The first wind turbine - of the second-stage development of the 68MW wind farm on the Tararua Ranges, near Palmerston North, is due to be installed before the end of the year and TrustPower is actively investigating half a dozen or so more sites - here and in South Australia - for possible wind, hydro or geothermal schemes.
"There are huge advantages in being relatively small, flexible, and being a niche player rather than the mainstream," chief executive Keith Tempest recently told EnergyReview.Net.
He said one industry analyst had looked at shareholder returns compared to size, "and the returns to our shareholders were better than all the others, significantly better than the State trio of Meridian Energy, Genesis Power and Mighty River Power."
Genesis - with about 500,000 electricity customers and 1600MW of generation capacity - made similar net profits TrustPower which has just 500MW of generation and 250,000 customers. TrustPower made an after-tax operating surplus of $NZ47m for year ended March 2003, while Genesis earned $NZ21 million for the half-year ending December 2002.
TrustPower - a listed company since 1994 - was totally renewable energy focussed. It had 33 hydroelectric stations scattered around the country, from Tauranga down to the South Island, and that geographical spread acted as a safeguard against power crises caused by cold dry winters. These locations also ensured power was used close to where it was generated, thereby minimising transmission costs and losses.
Wellington-based investment company Infratil is now TrustPower's major shareholder, following AGL's withdrawal last April when it sold its 20.5% stake for $NZ151 million.
Tempest said he agreed with Infratil electricity specialist Bruce Harker who last month said he welcomed the New Zealand government's carbon credits and proposed emissions tax from 2007.
"It's all about creating a level playing field and we simply cannot wait another four years; we need to start now and phase in renewable energy schemes that otherwise would not be economic."
TrustPower estimated new coal-fired generation would be economic at just under 6c per kilowatt-hour, but with a mid-range emissions tax (of about $NZ12 per tonnes) that would rise to 7.2c to 7.5c per kWh. Wind power was commercially viable at wholesale electricity prices of 6.5-7.0 cents per kWh, and new hydro schemes at more than 6.5c.

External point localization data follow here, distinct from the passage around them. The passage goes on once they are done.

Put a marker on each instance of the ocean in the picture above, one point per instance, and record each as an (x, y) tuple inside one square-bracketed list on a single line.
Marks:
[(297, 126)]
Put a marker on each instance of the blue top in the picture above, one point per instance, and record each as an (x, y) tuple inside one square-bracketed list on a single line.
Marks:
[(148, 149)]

Tempest said care was needed planning wind farms and they had to be well situated. "Tararua is one of the best places in the world for wind productivity and our 104 turbines will be able to generate a maximum of 68 Megawatts."
The carbon credit contribution from the government amounted to about 5% of total capital expenditure and that has "tipped the balance" for the Tararua expansion.
As well, TrustPower was investigating the economics of a 110MW hydro scheme in the Wairau Valley in Marlborough and a 65MW station near Dobson on the West Coast, but it would not commit to these schemes without carbon credits.
There was also a possible small geothermal project in the Bay of Plenty and the Myponga wind farm proposal, south of Adelaide - consent approval for which was expected by the end of October.